Епистинья переехала к Варе, к Валентине Михайловне.
У нее была двухкомнатная квартира в пятиэтажном доме «сталинской» архитектуры. Дом стоял не в центре города, но и не на глухой окраине. Рядом проходила трамвайная линия, неподалеку находился парк. Жили они вчетвером: Валентина преподавала в школе химию, муж ее только что вышел в отставку со службы из «органов», дети, Володя и Зина, учились сначала в школе, затем в институте. Епистинья стала пятой.
Началась ее жизнь в городе.
И самое трудное в этой жизни оказалось, что делать было нечего, ни зимой, ни летом.
Конечно, хорошо, что рядом была Варя, внуки, зять Иван Иванович, который относился к Епистинье с уважением, почтительно. Теперь он читал ей приходившие из самых разных городов и деревень страны письма, отвечал на них.
Но не было простора, степи, хутора, хаты с подворьем, огорода, неба не было. «У вас и света всего — что в окне…» Почему-то нельзя оказалось повесить на стену фотографии сыновей в рядок, как они висели над ее кроватью на хуторе.
Внуки предложили обучить ее грамоте, она отказалась: «Да зачем мне…» Это отвлекало ее от сосредоточенных дум о сынах, от молитв.
Епистинья не дичилась в квартире, не жалась в уголок. Когда приходили в гости друзья Валентины и Ивана или молодые люди к внукам, она приветливо вступала в беседу, расспрашивала о жизни, о делах, чем-нибудь угощала.

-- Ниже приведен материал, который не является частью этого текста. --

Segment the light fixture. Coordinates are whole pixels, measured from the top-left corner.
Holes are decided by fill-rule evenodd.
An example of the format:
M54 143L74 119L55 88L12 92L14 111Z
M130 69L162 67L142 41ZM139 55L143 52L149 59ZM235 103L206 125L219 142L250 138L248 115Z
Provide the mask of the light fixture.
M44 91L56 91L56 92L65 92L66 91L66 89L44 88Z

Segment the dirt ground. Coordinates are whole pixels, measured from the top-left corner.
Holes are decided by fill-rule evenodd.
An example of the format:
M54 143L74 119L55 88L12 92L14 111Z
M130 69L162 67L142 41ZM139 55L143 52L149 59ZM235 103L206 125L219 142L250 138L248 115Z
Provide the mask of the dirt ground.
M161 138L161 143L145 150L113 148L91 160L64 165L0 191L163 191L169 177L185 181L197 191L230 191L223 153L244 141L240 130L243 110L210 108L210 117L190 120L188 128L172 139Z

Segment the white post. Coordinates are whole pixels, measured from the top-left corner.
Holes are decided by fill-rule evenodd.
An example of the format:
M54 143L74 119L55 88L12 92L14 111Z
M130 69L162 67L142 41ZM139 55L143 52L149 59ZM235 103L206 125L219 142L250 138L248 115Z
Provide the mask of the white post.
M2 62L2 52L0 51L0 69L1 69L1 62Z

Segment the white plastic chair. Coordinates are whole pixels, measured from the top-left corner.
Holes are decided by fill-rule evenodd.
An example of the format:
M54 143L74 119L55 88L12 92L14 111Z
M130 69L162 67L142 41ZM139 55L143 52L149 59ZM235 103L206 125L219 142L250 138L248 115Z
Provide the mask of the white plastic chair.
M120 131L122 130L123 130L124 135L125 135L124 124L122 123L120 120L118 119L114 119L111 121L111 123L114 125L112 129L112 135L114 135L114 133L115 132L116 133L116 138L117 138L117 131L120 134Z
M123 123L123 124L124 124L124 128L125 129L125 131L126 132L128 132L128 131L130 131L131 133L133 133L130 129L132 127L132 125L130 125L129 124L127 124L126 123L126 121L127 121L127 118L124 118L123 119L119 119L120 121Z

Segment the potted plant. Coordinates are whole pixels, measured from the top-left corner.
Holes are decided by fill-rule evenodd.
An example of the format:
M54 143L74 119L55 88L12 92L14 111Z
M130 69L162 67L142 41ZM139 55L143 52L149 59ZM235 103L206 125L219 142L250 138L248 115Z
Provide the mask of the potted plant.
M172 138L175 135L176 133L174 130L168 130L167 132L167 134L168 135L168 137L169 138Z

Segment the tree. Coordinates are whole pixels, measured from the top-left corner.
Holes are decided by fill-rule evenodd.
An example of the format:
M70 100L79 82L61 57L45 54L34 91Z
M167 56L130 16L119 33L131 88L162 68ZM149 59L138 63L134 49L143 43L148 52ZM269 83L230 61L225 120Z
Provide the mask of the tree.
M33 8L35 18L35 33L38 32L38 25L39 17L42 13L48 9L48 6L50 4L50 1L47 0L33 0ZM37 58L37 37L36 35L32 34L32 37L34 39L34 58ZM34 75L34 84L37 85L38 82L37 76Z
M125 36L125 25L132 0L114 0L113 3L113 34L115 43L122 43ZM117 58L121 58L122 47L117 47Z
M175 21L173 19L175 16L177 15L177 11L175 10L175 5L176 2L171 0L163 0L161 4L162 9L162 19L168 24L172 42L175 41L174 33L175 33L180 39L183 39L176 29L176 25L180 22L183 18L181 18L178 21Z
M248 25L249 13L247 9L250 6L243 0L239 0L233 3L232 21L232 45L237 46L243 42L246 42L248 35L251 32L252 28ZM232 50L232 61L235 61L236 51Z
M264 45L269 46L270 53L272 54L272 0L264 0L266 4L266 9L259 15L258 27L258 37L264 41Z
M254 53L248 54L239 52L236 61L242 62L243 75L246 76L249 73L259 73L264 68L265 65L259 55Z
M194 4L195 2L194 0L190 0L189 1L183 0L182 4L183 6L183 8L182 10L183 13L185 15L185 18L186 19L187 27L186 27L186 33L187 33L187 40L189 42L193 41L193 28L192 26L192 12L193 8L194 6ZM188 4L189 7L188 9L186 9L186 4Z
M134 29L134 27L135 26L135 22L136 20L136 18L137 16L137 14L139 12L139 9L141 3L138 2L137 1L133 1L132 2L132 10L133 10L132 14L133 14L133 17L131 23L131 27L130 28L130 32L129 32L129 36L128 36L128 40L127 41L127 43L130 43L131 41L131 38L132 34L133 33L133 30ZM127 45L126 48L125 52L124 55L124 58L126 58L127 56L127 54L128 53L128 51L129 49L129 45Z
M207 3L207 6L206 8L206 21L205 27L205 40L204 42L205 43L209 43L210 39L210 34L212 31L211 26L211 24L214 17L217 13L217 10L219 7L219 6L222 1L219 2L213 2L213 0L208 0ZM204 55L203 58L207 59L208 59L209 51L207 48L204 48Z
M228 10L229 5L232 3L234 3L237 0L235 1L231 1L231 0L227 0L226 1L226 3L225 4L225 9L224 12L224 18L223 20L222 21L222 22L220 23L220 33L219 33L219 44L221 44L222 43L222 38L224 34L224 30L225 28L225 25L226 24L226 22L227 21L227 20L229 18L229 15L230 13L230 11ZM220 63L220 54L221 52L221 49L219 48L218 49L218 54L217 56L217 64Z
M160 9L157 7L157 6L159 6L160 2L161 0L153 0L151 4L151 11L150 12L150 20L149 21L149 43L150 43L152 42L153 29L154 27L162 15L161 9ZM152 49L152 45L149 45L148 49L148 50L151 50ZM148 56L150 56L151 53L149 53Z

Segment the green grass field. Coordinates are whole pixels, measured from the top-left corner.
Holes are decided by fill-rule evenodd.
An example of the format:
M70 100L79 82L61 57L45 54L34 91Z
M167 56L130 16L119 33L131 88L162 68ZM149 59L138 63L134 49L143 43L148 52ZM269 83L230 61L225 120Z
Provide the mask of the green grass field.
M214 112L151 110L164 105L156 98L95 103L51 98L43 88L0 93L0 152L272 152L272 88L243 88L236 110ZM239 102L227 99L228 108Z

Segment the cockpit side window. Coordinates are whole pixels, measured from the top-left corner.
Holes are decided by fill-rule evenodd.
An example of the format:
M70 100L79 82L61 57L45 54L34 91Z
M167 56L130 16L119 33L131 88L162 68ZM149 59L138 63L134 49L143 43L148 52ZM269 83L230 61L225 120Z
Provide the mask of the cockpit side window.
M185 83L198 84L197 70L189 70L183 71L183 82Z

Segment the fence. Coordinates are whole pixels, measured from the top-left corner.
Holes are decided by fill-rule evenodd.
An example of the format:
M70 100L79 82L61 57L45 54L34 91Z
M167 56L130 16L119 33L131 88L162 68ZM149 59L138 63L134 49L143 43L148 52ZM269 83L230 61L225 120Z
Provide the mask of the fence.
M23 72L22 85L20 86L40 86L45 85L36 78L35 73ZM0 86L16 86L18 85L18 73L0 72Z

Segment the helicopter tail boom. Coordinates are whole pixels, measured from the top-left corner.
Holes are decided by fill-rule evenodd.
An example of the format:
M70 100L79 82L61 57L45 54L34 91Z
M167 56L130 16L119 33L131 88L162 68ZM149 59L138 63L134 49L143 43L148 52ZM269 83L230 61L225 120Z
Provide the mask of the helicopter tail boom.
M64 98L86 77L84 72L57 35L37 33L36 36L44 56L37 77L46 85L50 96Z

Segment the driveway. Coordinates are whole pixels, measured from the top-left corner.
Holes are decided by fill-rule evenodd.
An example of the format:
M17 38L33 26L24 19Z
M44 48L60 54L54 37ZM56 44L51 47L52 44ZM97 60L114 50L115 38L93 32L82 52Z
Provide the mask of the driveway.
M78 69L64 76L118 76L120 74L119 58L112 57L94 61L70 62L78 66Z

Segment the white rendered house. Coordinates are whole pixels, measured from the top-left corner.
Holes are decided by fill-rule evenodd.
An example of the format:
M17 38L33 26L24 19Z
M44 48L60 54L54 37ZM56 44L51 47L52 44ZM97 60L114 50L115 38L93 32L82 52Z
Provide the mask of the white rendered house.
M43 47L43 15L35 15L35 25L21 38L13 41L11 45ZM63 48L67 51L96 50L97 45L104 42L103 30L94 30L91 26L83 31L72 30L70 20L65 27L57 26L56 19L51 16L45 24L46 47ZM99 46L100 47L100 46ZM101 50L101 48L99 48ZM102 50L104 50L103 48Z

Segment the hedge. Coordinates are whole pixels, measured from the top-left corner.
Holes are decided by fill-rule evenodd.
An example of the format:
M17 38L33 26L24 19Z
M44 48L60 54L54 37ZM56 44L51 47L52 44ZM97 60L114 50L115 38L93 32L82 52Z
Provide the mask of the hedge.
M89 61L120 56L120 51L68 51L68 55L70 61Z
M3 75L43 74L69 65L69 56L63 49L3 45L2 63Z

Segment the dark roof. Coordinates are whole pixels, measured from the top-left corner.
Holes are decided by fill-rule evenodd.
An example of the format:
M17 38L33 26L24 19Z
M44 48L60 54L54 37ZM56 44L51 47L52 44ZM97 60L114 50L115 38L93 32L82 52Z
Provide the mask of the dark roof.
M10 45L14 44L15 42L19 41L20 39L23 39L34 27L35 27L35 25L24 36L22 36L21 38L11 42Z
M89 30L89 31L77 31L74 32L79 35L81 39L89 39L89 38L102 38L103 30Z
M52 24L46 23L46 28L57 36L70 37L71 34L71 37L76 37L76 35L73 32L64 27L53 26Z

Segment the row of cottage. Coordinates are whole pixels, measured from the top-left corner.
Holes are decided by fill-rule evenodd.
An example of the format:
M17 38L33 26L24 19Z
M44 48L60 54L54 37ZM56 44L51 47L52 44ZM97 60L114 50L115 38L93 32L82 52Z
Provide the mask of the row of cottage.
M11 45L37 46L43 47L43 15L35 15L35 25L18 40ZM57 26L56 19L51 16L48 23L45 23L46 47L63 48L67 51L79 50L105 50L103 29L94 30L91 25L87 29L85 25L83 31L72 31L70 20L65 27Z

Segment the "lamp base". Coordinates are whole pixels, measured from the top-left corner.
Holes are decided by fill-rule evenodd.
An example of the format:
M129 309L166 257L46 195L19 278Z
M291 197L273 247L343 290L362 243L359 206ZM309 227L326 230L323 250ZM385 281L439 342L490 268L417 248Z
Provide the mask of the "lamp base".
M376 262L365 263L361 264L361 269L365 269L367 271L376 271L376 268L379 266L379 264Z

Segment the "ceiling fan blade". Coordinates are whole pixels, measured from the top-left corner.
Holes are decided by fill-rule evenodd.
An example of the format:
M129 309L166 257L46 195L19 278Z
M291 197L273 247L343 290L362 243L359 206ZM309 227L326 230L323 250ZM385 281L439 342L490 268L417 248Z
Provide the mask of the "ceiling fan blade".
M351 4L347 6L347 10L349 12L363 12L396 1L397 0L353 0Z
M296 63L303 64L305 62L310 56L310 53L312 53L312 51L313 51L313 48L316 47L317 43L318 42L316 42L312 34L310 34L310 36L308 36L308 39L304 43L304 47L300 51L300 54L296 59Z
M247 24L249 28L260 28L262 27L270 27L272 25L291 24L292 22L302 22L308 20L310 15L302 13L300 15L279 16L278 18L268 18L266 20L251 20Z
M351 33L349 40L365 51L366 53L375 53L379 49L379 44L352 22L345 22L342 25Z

Держалась со всеми ровно, деликатно, никого не подавляла своей тоской, своим горем, не навязывалась, не претендовала на особое внимание. Смущалась лишь своего «деревенского» говора да громоздкого имени. «Зовите меня Федоровна. А то такэ имя поп дал…» Когда надо, в ее речи появлялось больше «правильных», «городских» слов.
Но чаша, полная горя, стоявшая на донышке души… Она кренилась, плескалась. Епистинья постоянно возвращалась от обычных дел к думам о сынах, всех обласкивала, со всеми разговаривала, всех звала, помнила все о них. Вспоминала и Ванино прощальное письмо, и Васины сокрушенные вздохи, оттого что жить приходилось в примаках, и замерзшего Павлика, пришедшего пешком по шпалам из станицы Брюховецкой, и Филины хозяйственные наказы, тоску по дому, и Илюшин радостный приезд, и заботу Мизинчика о ней, чтоб она меньше за топкой ходила, меньше работала, побольше отдыхала.

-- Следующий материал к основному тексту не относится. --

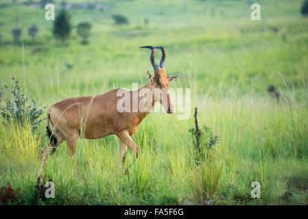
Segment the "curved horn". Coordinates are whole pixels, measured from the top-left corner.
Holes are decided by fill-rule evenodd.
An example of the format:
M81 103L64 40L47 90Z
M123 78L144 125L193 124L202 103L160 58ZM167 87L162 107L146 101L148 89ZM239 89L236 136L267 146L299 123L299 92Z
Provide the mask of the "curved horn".
M161 66L161 68L165 68L165 59L166 58L166 50L163 47L156 47L154 48L160 49L161 50L162 56L161 62L159 63L159 66Z
M147 48L151 49L151 55L150 56L150 60L151 61L151 64L153 66L153 68L154 70L158 70L159 69L159 66L155 62L155 51L154 48L152 46L145 46L145 47L141 47L139 48Z

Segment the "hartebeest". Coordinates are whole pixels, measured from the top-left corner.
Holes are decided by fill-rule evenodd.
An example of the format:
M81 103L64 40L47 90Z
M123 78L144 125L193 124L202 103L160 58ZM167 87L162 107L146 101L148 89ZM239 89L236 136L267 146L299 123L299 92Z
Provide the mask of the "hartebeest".
M155 75L153 77L152 74L147 71L147 75L150 83L145 86L134 91L115 89L97 96L70 98L54 104L48 110L47 132L49 142L42 149L42 157L45 157L45 160L48 157L47 152L49 151L49 153L52 154L64 141L67 142L69 154L72 156L76 151L79 137L96 139L112 134L116 135L120 139L120 156L123 167L128 146L138 157L138 146L130 136L152 111L156 102L160 102L167 113L174 112L174 107L168 92L169 81L175 80L179 76L174 75L167 77L164 67L166 56L164 47L147 46L140 48L151 49L150 61ZM159 65L154 60L155 48L160 49L163 53ZM150 91L150 95L147 97L150 104L150 105L145 104L146 110L140 110L139 108L137 112L119 112L117 110L117 102L121 99L121 96L117 95L119 91L132 96L135 92L138 93L143 88ZM156 93L159 92L161 94L157 94ZM164 92L165 95L163 94ZM139 96L138 94L137 96ZM130 100L132 107L132 99ZM53 127L52 131L49 127L49 123Z

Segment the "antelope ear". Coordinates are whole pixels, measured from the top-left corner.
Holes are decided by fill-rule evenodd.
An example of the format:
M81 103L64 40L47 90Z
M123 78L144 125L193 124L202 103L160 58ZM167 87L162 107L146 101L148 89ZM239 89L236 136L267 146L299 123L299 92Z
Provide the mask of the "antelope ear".
M169 82L173 81L176 80L179 77L180 77L180 75L178 75L178 74L170 75L168 77L168 81Z
M147 73L147 77L150 82L153 82L153 75L151 73L150 70L148 70Z

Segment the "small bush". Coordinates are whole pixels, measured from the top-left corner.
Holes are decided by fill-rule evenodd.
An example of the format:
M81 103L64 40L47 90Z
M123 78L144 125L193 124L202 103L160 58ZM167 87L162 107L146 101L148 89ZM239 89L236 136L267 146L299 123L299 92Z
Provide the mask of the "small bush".
M197 135L196 128L190 129L189 132L191 133L194 144L198 146L196 139ZM200 149L211 149L213 146L220 142L220 137L215 136L213 133L212 129L206 125L202 125L201 129L200 129L200 132L199 146Z
M65 9L61 10L56 17L54 23L54 35L56 38L60 39L62 42L65 41L71 35L71 23L69 15Z
M14 42L19 43L21 41L21 29L15 28L12 29L12 34L14 38Z
M35 131L42 121L39 117L43 110L34 99L26 97L21 92L21 86L16 78L12 77L12 80L14 83L12 88L5 86L12 94L12 99L7 99L5 105L0 105L0 113L7 124L14 123L23 126L30 123L32 131Z
M35 24L31 25L28 29L28 35L32 38L33 42L35 42L35 38L38 32L38 30L39 29L38 25Z
M128 24L128 18L121 14L113 14L112 18L115 20L115 23L116 25L127 25Z
M303 2L302 9L300 10L303 16L308 16L308 0L305 0Z
M52 3L54 3L54 0L40 0L40 8L45 8L47 4Z
M88 22L80 23L77 26L77 34L82 38L82 44L88 43L88 38L90 35L90 31L91 29L91 24Z

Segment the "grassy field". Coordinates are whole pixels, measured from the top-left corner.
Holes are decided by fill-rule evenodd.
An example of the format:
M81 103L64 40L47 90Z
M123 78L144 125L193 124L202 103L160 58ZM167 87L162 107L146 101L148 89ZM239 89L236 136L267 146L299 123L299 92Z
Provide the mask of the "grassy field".
M47 107L42 118L69 97L145 85L150 51L138 47L163 45L167 75L181 75L170 87L191 89L191 113L184 120L177 113L147 116L133 136L141 153L126 175L119 171L116 137L80 140L78 168L62 143L43 170L55 183L55 198L47 200L38 200L35 188L46 121L34 133L1 123L0 187L10 181L21 188L18 204L308 204L308 18L300 13L302 1L256 1L259 21L250 19L248 0L68 1L110 6L69 10L73 27L91 23L88 44L75 28L69 40L57 42L45 10L24 1L0 4L1 104L10 96L3 86L11 75ZM129 24L115 25L115 14ZM40 28L36 43L27 34L33 23ZM10 33L16 27L23 30L25 73L21 44ZM281 92L279 103L268 93L270 85ZM220 140L200 165L189 132L195 107L199 123ZM128 155L132 163L133 153ZM253 181L261 184L259 198L250 196Z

Порой ее вдруг обжигала вина перед сынами: не уберегла, всех растеряла. Может, не так растила, не тому учила? Может, будь они похитрей, потише, не стремись они так на войну, на борьбу, на бой — и остались бы живы?..
Иногда ночью Валентина просыпалась от стонов, плача матери.
«Что такое?»
«Ты только подумай, Варя! Ваню расстреляли да еще повесили…»
Или в другую ночь:
«Варя, подумай только: Васю ведут расстреливать, и он знает, что его никто не защитит…»

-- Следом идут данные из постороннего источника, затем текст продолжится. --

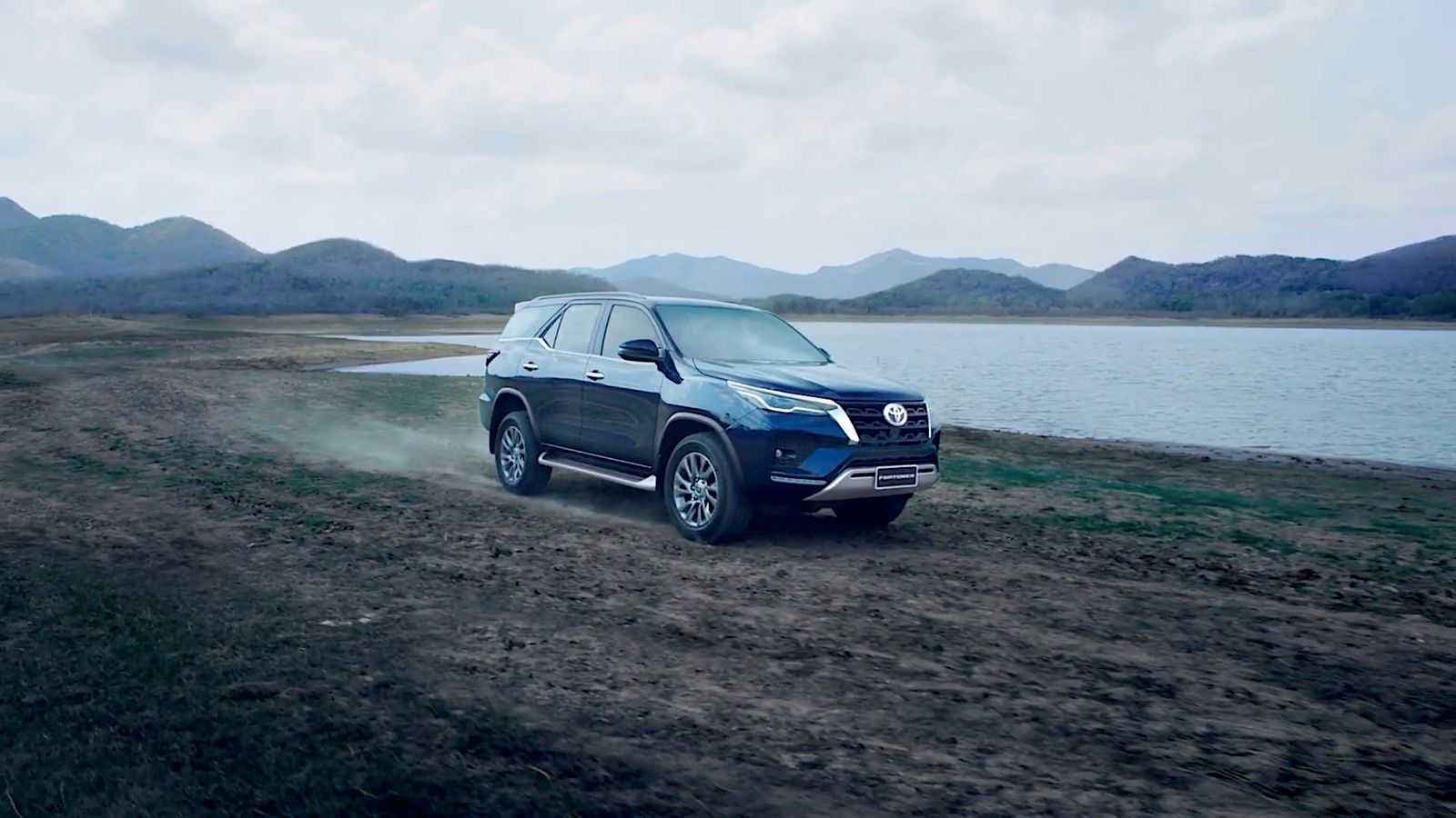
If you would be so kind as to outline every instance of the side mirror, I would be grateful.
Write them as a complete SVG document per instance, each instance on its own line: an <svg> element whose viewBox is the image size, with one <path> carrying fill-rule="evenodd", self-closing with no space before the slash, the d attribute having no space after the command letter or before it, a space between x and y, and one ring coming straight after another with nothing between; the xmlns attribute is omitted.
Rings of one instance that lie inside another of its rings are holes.
<svg viewBox="0 0 1456 818"><path fill-rule="evenodd" d="M657 364L662 360L662 351L658 349L655 341L649 338L636 338L633 341L623 341L622 346L617 346L617 357L623 361Z"/></svg>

Душа Епистиньи все летала в давние времена, в дальние края, к сыночкам. Она была рядом с ними в их последние часы, в последних боях, поддерживала сынов, подбадривала, утешала, спасала.
Днем она выходила иногда посидеть на скамеечке во дворе с местными бабушками. Но мелкие пересуды, жалобы, равнодушие охладили Епистинью, и она с грустью вспоминала своих хуторских подруг: Тыщенчиху, Буравлиху — они проще, сердечней.
«Там я выйду, мне всякий скажет: «Здравствуй, Степаниха». А тут никто и не отвечает. Даю конфету — не берут. «Я поснидала». Та хиба я даю вам есть? Чтоб помянули моих сынов…»
Телевизор ее удивил, понравился. Тут можно было увидеть солдат, услышать любимые сынами и ею песни, и хоть она чаще плакала, услышав их, но это были слезы облегчения, кроткие, тихие. Правда, все, кто видел эти слезы Епистиньи, не могли выдержать, плакали сами. Великое горе стояло в тихих слезах… Епистинья быстро спохватывалась, брала себя в руки, виновато улыбалась; не любила она тяготить людей своим горем, собою.